A poluição do ar, sonora e química está entre as principais causas apontadas.
"Os estudos mostram de forma consistente que a poluição do ar, por exemplo na forma de partículas finas (PM2,5) e dióxido de nitrogênio (NO2), está associada à depressão e a sintomas depressivos", destacou a agência em relatório.

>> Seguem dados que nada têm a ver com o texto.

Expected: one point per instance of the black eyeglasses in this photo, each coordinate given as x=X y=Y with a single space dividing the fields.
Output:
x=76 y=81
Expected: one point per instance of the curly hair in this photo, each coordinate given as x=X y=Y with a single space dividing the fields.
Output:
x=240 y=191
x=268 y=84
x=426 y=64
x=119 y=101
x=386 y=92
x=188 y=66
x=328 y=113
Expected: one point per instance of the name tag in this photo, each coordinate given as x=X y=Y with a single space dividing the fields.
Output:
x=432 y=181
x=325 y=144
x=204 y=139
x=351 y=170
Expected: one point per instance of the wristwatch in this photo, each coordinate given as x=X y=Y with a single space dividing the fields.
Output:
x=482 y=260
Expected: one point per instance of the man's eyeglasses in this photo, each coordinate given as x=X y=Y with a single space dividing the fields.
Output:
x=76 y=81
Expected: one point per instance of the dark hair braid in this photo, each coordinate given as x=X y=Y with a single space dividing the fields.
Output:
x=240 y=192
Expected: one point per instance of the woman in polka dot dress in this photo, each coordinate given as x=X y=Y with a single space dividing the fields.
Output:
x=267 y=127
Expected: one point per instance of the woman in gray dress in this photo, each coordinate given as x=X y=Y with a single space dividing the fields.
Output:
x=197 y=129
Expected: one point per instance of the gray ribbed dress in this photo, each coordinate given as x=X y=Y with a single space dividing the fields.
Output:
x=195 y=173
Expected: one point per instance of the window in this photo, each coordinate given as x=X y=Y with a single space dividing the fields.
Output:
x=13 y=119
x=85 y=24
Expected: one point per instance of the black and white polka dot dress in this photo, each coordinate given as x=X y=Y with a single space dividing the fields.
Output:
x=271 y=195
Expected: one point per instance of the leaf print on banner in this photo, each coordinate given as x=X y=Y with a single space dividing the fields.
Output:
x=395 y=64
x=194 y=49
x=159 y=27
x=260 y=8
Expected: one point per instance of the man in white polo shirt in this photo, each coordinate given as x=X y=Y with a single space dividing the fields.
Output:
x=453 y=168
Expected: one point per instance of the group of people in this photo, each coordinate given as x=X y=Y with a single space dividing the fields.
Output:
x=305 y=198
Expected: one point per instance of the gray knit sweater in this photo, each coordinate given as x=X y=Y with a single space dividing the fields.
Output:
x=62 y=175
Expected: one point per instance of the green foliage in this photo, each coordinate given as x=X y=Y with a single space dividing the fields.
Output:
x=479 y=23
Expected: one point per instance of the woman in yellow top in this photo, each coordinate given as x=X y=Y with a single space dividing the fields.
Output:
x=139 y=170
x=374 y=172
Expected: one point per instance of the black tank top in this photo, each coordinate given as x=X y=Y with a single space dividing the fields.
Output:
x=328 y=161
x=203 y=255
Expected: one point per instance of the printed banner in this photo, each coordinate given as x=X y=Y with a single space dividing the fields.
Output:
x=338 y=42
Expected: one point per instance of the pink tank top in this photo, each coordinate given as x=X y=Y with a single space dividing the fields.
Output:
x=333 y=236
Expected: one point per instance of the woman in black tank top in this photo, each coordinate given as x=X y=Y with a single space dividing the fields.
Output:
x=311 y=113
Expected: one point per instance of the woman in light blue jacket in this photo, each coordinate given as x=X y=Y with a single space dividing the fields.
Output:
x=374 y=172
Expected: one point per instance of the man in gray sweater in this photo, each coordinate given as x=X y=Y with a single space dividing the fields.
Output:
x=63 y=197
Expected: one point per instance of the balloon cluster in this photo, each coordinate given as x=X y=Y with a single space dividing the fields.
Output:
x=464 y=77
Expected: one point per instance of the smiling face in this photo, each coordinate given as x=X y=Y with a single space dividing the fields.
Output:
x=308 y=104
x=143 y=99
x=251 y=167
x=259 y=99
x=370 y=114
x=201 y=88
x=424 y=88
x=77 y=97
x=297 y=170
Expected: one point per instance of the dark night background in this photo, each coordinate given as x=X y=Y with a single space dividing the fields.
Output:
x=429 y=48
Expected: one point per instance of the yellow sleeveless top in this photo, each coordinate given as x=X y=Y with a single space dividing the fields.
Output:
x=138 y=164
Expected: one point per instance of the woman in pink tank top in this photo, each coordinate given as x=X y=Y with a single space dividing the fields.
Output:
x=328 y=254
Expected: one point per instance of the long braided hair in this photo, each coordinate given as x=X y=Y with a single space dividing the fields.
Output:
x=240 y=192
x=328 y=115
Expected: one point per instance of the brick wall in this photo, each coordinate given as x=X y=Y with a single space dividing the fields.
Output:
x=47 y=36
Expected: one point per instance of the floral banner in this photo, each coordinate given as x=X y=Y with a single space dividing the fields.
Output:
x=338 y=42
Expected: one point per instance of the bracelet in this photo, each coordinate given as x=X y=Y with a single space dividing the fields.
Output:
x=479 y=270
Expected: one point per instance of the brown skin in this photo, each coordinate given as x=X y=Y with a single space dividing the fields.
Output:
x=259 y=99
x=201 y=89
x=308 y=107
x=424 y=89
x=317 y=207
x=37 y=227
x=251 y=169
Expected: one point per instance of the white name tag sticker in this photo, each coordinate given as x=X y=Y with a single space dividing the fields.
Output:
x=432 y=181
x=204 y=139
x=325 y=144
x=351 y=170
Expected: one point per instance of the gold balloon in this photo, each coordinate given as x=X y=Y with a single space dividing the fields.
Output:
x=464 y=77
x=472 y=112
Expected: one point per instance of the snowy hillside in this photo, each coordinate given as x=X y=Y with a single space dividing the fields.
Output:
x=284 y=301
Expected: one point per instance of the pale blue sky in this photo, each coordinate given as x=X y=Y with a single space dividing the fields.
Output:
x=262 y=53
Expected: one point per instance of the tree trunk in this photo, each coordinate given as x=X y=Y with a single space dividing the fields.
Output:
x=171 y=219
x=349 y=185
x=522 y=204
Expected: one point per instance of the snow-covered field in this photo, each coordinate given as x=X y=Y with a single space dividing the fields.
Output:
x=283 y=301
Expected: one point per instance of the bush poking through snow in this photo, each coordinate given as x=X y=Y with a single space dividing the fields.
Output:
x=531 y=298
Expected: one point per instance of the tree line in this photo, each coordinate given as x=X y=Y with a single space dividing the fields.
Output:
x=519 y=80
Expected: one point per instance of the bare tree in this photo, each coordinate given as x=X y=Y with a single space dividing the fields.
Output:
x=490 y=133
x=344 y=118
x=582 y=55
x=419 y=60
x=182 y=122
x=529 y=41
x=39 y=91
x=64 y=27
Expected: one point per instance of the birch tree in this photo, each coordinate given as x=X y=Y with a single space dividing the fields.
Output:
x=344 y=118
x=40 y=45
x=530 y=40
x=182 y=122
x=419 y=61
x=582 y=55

A exposição ao chumbo, a disruptores endócrinos e a outras substâncias químicas, sobretudo durante fases do desenvolvimento, pode aumentar o risco de transtornos mentais, acrescentou.
Além disso, a poluição sonora, como a provocada pelo tráfego aéreo e rodoviário, pode estar ligada a maior risco de depressão e ansiedade, especialmente em pessoas vulneráveis.
"Reduzir a poluição, em conformidade com o plano de ação 'Poluição Zero' da UE, poderia melhorar a saúde mental em toda a Europa", afirmou a agência.
Segundo o relatório, soluções baseadas na natureza também trazem benefícios comprovados para pessoas com transtornos mentais, ao reduzir estresse, ansiedade e depressão e melhorar o bem-estar geral por meio do contato com a natureza.
De acordo com a agência, os transtornos mentais representaram em 2023 o sexto tipo de doença mais frequente na União Europeia e foram a oitava causa de morte.